Cela permettrait aux informations d'identification d'être « tokenisées ». En pratique, un utilisateur pourrait prouver dans une demande qu'il a plus de 18 ans ou qu'il a la nationalité argentine sans avoir à fournir une photocopie de son document ni à exposer son adresse ou son numéro fiscal. « Nous nous habituons à donner toutes nos informations pour des choses simples », a réfléchi Mazza, proposant un changement de paradigme vers la minimisation des données.

En outre, a justifié le lancement de World Chain, un nouveau réseau de deuxième couche (Layer 2) sur Ethereum. Dans un marché saturé de réseaux de crypto-monnaie, Mazza a fait valoir que ce nouveau réseau est nécessaire pour « donner la priorité à l’espace de bloc pour les humains ». Cela signifie qu'en cas de congestion du réseau, Les transactions des utilisateurs vérifiés auront la préférence sur celles des robots d'arbitrageen plus de proposer des systèmes tarifaires différenciés.

Graphique de la valeur déposée dans World Chain.Graphique de la valeur déposée dans World Chain.
La chaîne mondiale stocke plus de 500 millions de dollars en valeur déposée. Source : L2Beat.

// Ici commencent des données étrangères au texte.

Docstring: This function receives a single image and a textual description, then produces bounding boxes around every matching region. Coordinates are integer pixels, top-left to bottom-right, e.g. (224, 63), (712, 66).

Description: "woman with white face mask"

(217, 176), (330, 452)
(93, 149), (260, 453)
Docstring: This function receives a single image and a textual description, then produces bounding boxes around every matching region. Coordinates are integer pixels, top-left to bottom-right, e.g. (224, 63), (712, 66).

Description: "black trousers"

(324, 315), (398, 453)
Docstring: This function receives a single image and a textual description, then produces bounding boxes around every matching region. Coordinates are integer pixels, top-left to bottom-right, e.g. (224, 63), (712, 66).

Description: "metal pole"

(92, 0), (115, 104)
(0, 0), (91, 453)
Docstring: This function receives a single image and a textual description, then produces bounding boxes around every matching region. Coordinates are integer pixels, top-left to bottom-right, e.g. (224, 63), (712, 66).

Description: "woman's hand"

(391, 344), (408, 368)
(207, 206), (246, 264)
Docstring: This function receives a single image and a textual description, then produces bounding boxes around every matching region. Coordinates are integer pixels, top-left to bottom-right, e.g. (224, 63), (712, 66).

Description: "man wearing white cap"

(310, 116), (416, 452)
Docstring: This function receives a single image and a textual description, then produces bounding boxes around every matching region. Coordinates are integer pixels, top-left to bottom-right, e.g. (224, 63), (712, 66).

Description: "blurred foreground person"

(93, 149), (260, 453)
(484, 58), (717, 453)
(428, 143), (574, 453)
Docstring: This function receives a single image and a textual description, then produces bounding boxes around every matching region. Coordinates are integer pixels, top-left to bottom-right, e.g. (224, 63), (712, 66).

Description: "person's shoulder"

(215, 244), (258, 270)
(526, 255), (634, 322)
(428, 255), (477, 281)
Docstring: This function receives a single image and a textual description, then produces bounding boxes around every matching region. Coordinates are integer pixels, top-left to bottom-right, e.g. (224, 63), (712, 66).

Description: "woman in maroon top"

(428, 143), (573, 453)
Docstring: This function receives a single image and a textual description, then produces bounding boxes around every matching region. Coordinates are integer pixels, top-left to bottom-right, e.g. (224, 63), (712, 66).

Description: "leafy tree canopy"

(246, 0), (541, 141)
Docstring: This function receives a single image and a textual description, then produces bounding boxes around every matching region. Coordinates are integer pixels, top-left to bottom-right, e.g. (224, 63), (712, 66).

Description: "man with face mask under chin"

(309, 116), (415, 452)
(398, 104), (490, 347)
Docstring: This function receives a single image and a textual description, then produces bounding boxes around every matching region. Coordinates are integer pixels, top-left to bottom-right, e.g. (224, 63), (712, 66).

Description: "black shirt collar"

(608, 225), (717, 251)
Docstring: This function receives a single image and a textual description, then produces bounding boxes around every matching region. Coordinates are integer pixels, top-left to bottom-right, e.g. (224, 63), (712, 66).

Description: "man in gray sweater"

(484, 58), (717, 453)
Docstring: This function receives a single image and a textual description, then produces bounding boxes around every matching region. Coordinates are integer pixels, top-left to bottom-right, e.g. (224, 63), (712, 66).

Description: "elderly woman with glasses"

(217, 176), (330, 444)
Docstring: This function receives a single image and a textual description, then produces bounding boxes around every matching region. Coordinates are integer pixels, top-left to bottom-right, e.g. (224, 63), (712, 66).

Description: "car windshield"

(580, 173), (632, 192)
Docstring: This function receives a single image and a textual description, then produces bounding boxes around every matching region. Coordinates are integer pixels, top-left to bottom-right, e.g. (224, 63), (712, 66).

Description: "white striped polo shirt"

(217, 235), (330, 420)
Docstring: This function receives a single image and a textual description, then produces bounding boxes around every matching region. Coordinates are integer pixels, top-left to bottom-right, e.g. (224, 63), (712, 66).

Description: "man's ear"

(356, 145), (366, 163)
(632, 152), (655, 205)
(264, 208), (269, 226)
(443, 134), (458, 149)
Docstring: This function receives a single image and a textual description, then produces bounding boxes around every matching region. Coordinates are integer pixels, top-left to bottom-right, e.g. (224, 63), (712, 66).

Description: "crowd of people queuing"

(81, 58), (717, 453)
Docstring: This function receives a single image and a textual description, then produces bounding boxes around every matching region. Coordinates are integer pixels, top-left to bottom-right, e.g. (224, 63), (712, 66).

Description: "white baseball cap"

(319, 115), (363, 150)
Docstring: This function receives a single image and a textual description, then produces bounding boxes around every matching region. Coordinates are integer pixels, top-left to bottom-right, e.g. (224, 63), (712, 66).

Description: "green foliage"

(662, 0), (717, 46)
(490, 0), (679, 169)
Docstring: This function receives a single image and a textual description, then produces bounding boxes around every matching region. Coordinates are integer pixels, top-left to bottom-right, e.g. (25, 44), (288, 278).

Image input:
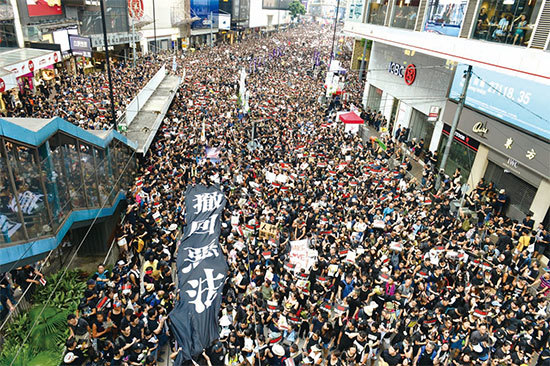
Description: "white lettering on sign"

(193, 192), (223, 215)
(472, 122), (489, 136)
(186, 268), (224, 314)
(0, 215), (22, 238)
(8, 191), (44, 215)
(388, 62), (405, 78)
(506, 158), (518, 169)
(188, 214), (218, 236)
(181, 239), (220, 273)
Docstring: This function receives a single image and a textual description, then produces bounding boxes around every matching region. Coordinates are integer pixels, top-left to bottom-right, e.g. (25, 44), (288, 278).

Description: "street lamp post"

(100, 0), (118, 131)
(328, 0), (340, 67)
(153, 0), (158, 53)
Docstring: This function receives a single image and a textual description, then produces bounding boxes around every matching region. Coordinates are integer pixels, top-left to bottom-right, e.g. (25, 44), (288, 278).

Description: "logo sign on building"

(128, 0), (144, 20)
(472, 121), (489, 137)
(27, 0), (63, 17)
(449, 64), (550, 139)
(388, 62), (416, 85)
(69, 34), (92, 57)
(428, 106), (441, 122)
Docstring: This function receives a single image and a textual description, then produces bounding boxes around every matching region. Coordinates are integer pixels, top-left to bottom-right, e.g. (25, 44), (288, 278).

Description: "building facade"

(344, 0), (550, 223)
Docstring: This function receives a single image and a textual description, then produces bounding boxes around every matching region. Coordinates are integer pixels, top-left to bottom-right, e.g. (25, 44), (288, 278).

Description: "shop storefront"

(363, 42), (454, 150)
(437, 123), (479, 181)
(440, 101), (550, 221)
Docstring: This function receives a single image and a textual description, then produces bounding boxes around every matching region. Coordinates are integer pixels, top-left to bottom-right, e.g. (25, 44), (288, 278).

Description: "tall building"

(344, 0), (550, 223)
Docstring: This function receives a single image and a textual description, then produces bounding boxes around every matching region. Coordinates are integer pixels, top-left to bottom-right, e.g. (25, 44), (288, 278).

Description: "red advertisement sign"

(27, 0), (63, 17)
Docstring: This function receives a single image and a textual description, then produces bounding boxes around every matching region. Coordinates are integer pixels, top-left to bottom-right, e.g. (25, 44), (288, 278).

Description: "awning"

(340, 112), (365, 125)
(0, 48), (63, 77)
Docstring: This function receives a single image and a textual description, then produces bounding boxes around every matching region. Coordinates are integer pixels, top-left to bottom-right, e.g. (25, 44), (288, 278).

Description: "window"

(5, 141), (53, 239)
(0, 141), (25, 243)
(473, 0), (542, 46)
(367, 85), (382, 111)
(367, 0), (388, 25)
(485, 161), (537, 219)
(391, 0), (420, 29)
(347, 0), (363, 22)
(437, 135), (477, 182)
(424, 0), (468, 37)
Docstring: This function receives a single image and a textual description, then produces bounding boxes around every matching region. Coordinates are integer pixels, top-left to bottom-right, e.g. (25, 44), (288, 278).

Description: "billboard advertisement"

(191, 0), (220, 29)
(424, 0), (468, 37)
(449, 64), (550, 139)
(262, 0), (292, 10)
(27, 0), (63, 17)
(69, 34), (92, 57)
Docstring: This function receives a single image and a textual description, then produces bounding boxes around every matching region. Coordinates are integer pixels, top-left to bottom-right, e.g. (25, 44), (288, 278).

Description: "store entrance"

(488, 161), (537, 220)
(409, 108), (434, 151)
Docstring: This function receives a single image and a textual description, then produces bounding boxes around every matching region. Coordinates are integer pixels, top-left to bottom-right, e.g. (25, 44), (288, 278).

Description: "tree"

(288, 0), (306, 20)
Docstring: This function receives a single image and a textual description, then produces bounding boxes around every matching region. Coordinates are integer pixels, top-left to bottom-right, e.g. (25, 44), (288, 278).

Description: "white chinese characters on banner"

(181, 239), (220, 273)
(193, 192), (223, 215)
(189, 214), (218, 236)
(186, 268), (225, 314)
(289, 239), (318, 272)
(8, 191), (44, 215)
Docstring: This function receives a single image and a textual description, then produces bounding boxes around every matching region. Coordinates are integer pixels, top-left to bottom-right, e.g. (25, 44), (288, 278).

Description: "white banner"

(289, 239), (318, 273)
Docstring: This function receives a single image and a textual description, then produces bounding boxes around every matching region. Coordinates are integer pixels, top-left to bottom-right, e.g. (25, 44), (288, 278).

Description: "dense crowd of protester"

(0, 53), (171, 130)
(1, 24), (550, 366)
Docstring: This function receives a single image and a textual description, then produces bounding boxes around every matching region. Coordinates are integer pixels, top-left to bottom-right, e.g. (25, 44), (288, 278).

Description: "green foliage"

(33, 270), (86, 311)
(288, 0), (306, 19)
(29, 306), (70, 351)
(0, 270), (88, 366)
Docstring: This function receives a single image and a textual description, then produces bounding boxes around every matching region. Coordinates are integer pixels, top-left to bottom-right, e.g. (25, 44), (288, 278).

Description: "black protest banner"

(169, 185), (227, 366)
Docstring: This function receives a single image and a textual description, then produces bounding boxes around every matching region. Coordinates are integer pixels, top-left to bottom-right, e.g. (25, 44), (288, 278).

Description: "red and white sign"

(128, 0), (144, 20)
(27, 0), (63, 17)
(5, 51), (61, 77)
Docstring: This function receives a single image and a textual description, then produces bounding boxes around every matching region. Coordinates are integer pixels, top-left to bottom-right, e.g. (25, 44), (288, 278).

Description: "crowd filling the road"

(0, 53), (166, 130)
(3, 24), (550, 366)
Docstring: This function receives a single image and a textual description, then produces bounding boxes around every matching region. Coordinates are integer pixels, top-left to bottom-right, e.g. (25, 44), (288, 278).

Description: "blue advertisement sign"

(449, 64), (550, 139)
(191, 0), (220, 29)
(424, 0), (468, 37)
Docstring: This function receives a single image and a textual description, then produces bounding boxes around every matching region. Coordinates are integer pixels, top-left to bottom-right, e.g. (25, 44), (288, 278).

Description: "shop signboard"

(27, 0), (63, 17)
(442, 101), (550, 182)
(262, 0), (292, 10)
(443, 123), (479, 151)
(69, 34), (92, 57)
(5, 51), (62, 77)
(449, 64), (550, 139)
(424, 0), (468, 37)
(367, 42), (454, 117)
(428, 106), (441, 122)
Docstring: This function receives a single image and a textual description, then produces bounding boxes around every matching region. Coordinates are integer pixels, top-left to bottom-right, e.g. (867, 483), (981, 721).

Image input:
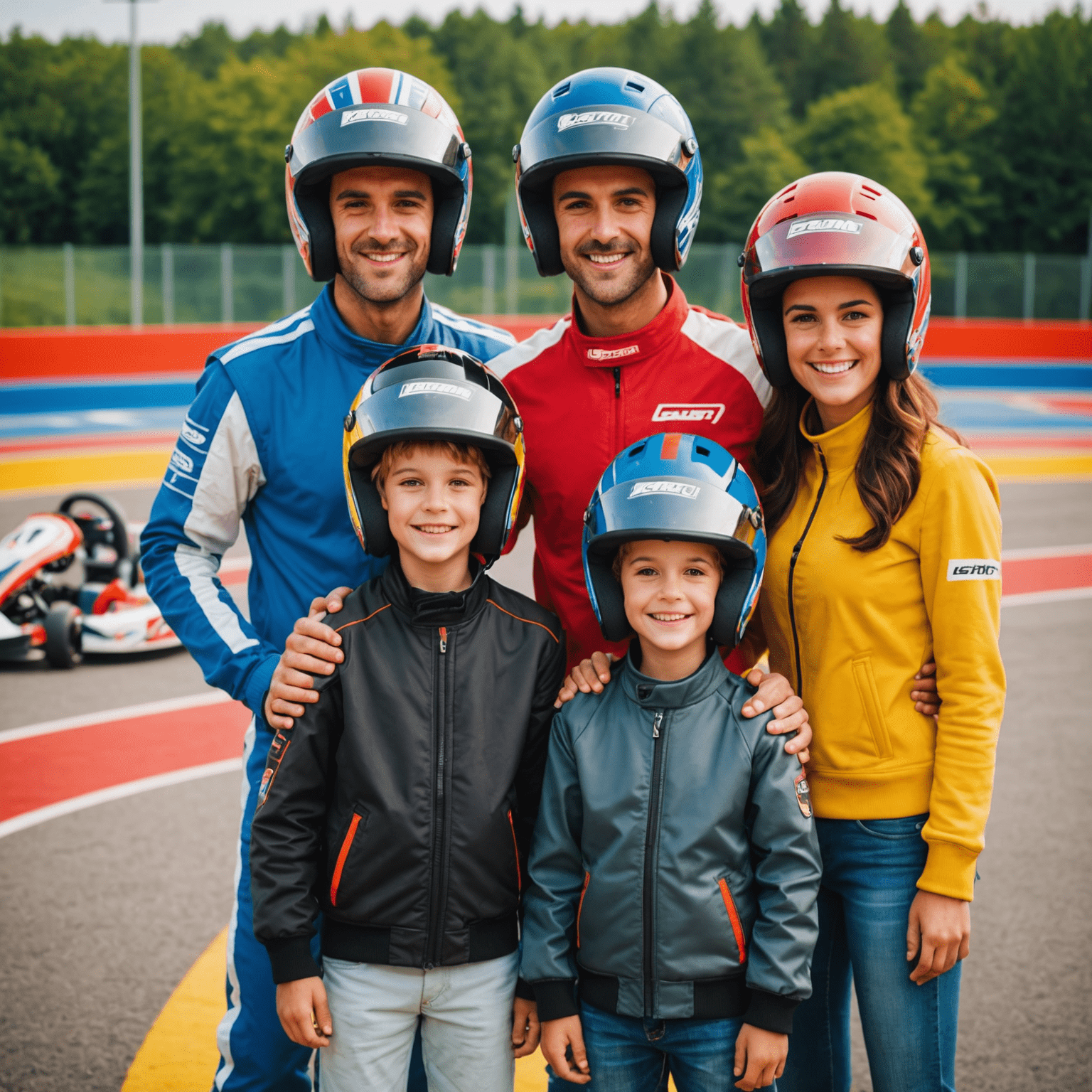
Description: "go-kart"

(0, 493), (181, 668)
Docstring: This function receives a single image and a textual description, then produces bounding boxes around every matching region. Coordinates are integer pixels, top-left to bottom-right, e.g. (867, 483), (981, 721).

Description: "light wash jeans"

(778, 815), (960, 1092)
(321, 952), (520, 1092)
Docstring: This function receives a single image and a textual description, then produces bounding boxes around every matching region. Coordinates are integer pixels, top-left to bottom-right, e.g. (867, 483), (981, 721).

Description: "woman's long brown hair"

(754, 371), (962, 552)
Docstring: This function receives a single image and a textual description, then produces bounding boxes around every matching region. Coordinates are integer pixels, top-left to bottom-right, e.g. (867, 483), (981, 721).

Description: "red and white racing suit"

(489, 275), (771, 666)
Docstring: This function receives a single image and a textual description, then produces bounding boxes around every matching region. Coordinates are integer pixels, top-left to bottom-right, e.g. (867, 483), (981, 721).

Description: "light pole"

(107, 0), (154, 330)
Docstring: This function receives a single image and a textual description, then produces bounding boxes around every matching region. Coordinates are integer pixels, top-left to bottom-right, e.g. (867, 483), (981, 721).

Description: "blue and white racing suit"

(141, 284), (514, 1092)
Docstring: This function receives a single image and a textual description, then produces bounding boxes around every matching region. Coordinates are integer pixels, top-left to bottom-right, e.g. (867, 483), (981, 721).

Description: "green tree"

(796, 83), (931, 218)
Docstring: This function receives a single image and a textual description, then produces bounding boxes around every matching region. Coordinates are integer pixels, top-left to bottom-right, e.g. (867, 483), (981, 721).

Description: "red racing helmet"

(284, 68), (474, 281)
(739, 171), (931, 387)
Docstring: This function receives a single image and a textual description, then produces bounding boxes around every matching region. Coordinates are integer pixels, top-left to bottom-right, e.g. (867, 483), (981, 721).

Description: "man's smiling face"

(330, 167), (432, 304)
(554, 166), (656, 307)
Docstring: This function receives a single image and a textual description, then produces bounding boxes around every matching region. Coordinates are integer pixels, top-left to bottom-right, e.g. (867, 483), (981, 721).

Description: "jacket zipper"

(330, 811), (360, 906)
(508, 808), (523, 891)
(642, 710), (667, 1017)
(717, 877), (747, 966)
(425, 626), (448, 971)
(577, 872), (592, 948)
(788, 448), (827, 698)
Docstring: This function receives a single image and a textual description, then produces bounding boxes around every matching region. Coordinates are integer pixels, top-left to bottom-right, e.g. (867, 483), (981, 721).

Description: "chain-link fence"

(0, 242), (1092, 326)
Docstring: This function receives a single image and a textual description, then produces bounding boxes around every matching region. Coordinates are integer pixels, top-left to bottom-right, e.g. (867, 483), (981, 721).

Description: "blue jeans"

(550, 1002), (746, 1092)
(778, 815), (960, 1092)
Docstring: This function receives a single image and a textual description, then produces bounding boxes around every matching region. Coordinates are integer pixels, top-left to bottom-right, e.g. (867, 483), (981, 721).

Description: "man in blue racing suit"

(141, 69), (513, 1092)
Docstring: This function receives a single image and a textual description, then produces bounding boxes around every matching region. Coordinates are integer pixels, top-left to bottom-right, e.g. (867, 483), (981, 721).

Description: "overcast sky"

(0, 0), (1086, 43)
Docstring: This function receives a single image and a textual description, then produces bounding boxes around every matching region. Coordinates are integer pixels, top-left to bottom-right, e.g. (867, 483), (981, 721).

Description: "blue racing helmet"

(583, 432), (766, 648)
(512, 68), (701, 277)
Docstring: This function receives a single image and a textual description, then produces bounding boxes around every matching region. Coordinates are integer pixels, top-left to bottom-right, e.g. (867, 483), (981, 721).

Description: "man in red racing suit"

(489, 273), (770, 670)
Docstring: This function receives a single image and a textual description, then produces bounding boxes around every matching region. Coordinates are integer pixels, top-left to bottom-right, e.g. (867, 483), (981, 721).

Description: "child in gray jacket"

(522, 434), (821, 1092)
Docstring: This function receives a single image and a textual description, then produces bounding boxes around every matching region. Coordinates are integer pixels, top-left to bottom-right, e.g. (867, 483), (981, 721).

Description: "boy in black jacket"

(250, 346), (564, 1092)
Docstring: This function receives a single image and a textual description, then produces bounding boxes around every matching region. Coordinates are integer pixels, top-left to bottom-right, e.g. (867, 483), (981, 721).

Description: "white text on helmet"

(948, 557), (1002, 580)
(587, 345), (641, 360)
(399, 379), (471, 401)
(342, 106), (410, 129)
(786, 220), (860, 239)
(652, 402), (724, 425)
(626, 481), (701, 500)
(557, 110), (633, 133)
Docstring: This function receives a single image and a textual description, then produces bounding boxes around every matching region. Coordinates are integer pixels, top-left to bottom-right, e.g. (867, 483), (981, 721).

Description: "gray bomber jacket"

(521, 641), (821, 1033)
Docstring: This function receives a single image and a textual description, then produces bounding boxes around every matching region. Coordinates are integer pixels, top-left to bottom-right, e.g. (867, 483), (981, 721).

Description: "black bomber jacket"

(250, 562), (564, 983)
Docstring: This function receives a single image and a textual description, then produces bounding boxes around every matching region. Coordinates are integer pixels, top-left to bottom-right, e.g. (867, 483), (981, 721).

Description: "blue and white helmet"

(583, 432), (766, 648)
(512, 68), (701, 277)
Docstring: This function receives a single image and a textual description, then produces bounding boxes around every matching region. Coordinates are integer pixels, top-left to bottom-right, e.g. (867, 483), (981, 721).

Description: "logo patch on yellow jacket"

(948, 557), (1002, 581)
(793, 770), (811, 819)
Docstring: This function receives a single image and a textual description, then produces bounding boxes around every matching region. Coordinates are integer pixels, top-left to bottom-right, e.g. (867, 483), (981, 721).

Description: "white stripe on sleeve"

(175, 546), (257, 653)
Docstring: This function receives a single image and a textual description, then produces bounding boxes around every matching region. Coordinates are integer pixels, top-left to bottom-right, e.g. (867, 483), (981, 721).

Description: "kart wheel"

(45, 603), (83, 670)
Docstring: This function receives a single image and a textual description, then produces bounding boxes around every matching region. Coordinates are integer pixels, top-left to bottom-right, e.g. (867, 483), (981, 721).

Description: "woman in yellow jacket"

(742, 173), (1005, 1092)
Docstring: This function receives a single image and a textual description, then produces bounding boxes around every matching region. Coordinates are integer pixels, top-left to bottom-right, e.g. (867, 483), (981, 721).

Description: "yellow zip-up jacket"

L'Argentine, pôle de développement

Le choix de Buenos Aires pour World Build, le programme d’accélération Tools for Humanity, n’est pas une coïncidence. Mazza a souligné que le pays est un « terrain idéal » non seulement pour l'adoption par les utilisateurs, mais aussi pour le talent des développeurs.

Le programme World Build, qui a réuni 16 équipes finalistes dans la capitale argentine, vise à incuber des applications utilisant le World ID. « Sachant que l'Argentine compte plus de 2 millions d'utilisateurs vérifiés, il est idéal pour ces équipes de parler aux utilisateurs et partenaires«, a-t-il commenté.

De plus, l’écosystème local évolue rapidement. Mazza a avancé la vision vers 2026, où les paiements QR via la World App pourraient se généraliser. Il a mentionné le récentL'alliance avec la bourse locale Ripio pour lancer le W-ARS (Cryptodollar UXD), un stablecoin lié à la valeur du peso argentin.

« Demain, vous pourrez avoir un compte en pesos argentins, colombiens ou réels dans votre application mondiale, interopérable avec les crypto-monnaies et les dollars numériques. »

Martín Mazza, directeur régional de Tools for Humanity.

Vers 100 millions d’humains vérifiés dans World ID

La clôture de l'entretien a laissé une perspective claire sur ambition du projet : atteindre entre 100 et 200 millions d'utilisateurs. Pour Mazza, le succès réside dans l’intégration de cette « preuve d’humanité » dans l’infrastructure quotidienne d’Internet, des réseaux sociaux aux systèmes financiers.

Dans un environnement numérique de plus en plus automatisé, la certification d’humanité apparaît comme un élément clé de la sécurité. Néanmoins, Le déploiement mondial progresse sous l'œil vigilant des régulateurs de plusieurs juridictionsmaintenir le débat ouvert dans l'industrie.

Dans cet esprit, le défi du projet sera de gagner la confiance ultime des régulateurs d’État et de l’écosystème des cryptomonnaies.

Pendant ce temps, World continue de progresser régulièrement dans le but de devenir une norme d'identité pour le Web3.